Bereits vor Übergabe des Gutachtens an die Regierung verlautbarte einer der beiden von der Regierung beauftragen Gutachter, dass die Beschränkung von Asylanträgen „eindeutig völker-, menschen- und verfassungsrechtswidrig“ sei. In einer zeitnahen Pressekonferenz teilte der Präsident des Verfassungsgerichtshofes der Regierung indirekt mit, dass ein Gesetz zur Beschränkung von Asylanträgen verfassungswidrig wäre. In einer Welle (etwa hier, hier, hier oder hier) von Zeitungsartikeln und Interviews wiederholten alle namhaften Rechtswissenschaftler Österreichs unisono die Rechtswidrigkeit der Beschränkung von Asylanträgen.
Scheinbar unbeeindruckt beharrt die Regierung weiterhin auf der Rechtmäßigkeit einer Obergrenze. Der Sprecher der konservativen Volkspartei (ÖVP) kritisierte, dass der Präsident des Verfassungsgerichtshofes zu weit gegangen wäre und gar die „die erfolgreiche Politik Österreichs“ gefährde. Es ist erstaunlich, dass Bundesministerinnen die verfassungsrechtlich mit der Vollziehung der Gesetze betraut sind, öffentlich weiterhin eine aller Wahrscheinlichkeit nach rechtswidrige Politik propagieren – und dies mit einer politischen Inszenierung von toughness verbinden, verkörpert unter anderem in der österreichischen Innenministerin, die von einem Ausbau der „Festung Europa“ und dem schärfsten Asylgesetz in Europa spricht. Früher bezog sich toughness auf die Fähigkeit des Selbst, Schmerzen auszuhalten, und nicht auf die Schaffung des Elends Anderer. Es handelt sich um einen Diskurs, in welchem Recht gegenüber politischen Notwendigkeiten als impraktikabel oder illegitim dargestellt wird, wobei gleichermaßen auch auf die Legitimität des Rechts in dessen unbestimmter Offenheit zurückgegriffen wird.
Diskurs im Recht
Es ist bezeichnend, dass jedes Mal, wenn Flüchtlinge von individuellen Fällen zu einem Massenphänomen werden – wie etwa zwischen beiden Weltkriegen und gegen Ende des Zweiten Weltkrieges – sich nicht nur die Unfähigkeit von Staaten, zu einer Lösung beizutragen, zeigt, sondern eben auch die Disponibilität der Rechte von Flüchtlingen. Diskursiv werden Flüchtlinge von rechtsfähigen Individuen zu Objekten humanitärer und sicherheitspolitischer Intervention, Objekte, die kontrolliert und gemanagt werden müssen. Dies spiegelt sich in der Rhetorik der Bundesregierung der vergangenen zwölf Monaten wider, die zwischen humanitärer und sicherheitspolitischer Rhetorik wechselte. Es ist dies ein Diskurs der Notwendigkeiten. Die Notwendigkeit der jeweiligen Situation erfordert jeweils spezifische Maßnahmen: die Bekämpfung von Schlepperei, die Rettung von Leben, das Steuern der Flüchtlingsströme, die Aufrechterhaltung des sozialen Zusammenhalts. Dies kann als Diskurs im Recht bezeichnet werden und umfasst zwei Dimensionen.

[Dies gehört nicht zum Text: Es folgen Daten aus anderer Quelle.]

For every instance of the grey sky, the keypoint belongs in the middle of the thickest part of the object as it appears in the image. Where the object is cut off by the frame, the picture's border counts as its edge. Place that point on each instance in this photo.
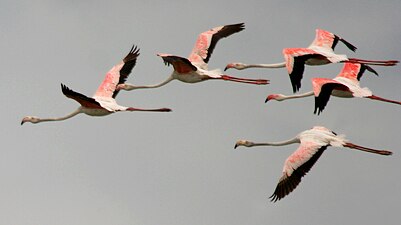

Die erste Dimension umfasst die Transgression von Normen innerhalb einer Rechtsordnung. Die unsachliche Beschränkung des Rechts auf Familienleben von subsidiär Schutzberechtigten (ein Antrag auf Familienzusammenführung kann erst drei Jahre nach Statuszuerkennung gestellt werden) durch die am 1. April 2016 in Kraft getretene Asylgesetznovelle; die vorgeschlagene Kürzung von Sozialleistungen für Asylberechtigte und die Einschränkung der Freizügigkeit von subsidiär Schutzberechtigten durch Wohnsitzauflagen: all dies sind Differenzierungen in Gesetzesform, mit welchen in Rechtspositionen von Schutzberechtigten eingegriffen wird, Differenzierungen, die erklärtes politisches Ziel sind. Obwohl diese Eingriffe oft rechtswidrig sind, dauert es oft Jahre, bis ein Urteil vorliegt. In der Zwischenzeit schaffen diese Normen soziale Realitäten: Familien werden zerrissen, Menschen landen auf der Straße oder leiden durch die Folgen an psychosomatischen Erkrankungen.
Rechtssuspension
Die zweite Dimension ist fundamentaler. Sie betrifft nicht die Transgression von Normen innerhalb einer Rechtsordnung, sondern die Suspendierung der faktischen Gültigkeit fundamentaler Normen dieser Rechtsordnung. Diese Normen besitzen Gültigkeit, entfalten aber keine Geltung.
Die Erledigung eines Asylantrages durch das Bundesamt für Fremdenwesen und Asyl (BFA) in Österreich liegt derzeit weit über der gesetzlichen Frist von maximal 18 (Artikel 31(3) Verfahrens-RL) bzw. 6 Monaten (§73(1) Allgemeines Verwaltungsverfahrensgesetz). Obwohl das Bundesverwaltungsgericht die Säumigkeit des BFA feststellte, hielt das Gericht fest, dass die Überlastung des BFA durch die hohe Anzahl der Asylanträge ein unüberwindliches Hindernis darstelle und die Behörde demnach kein überwiegendes Verschulden treffe. Dass die Regierung auf einer individuellen Prüfung von Asylanträgen syrischer Flüchtlinge, deren Schutzbedürftigkeit unstrittig ist, besteht, anstelle gesetzliche Maßnahmen zu erlassen, die eine prima facie Anerkennung von Flüchtlingen – und damit wesentlich schnellere Verfahren – ermöglichen, wurde durch das Gericht bei der Verschuldensbeurteilung komplett außer Acht gelassen. Asylwerberinnen haben das Recht auf ein rechtsstaatliches Verfahren und stehen gleichzeitig außerhalb.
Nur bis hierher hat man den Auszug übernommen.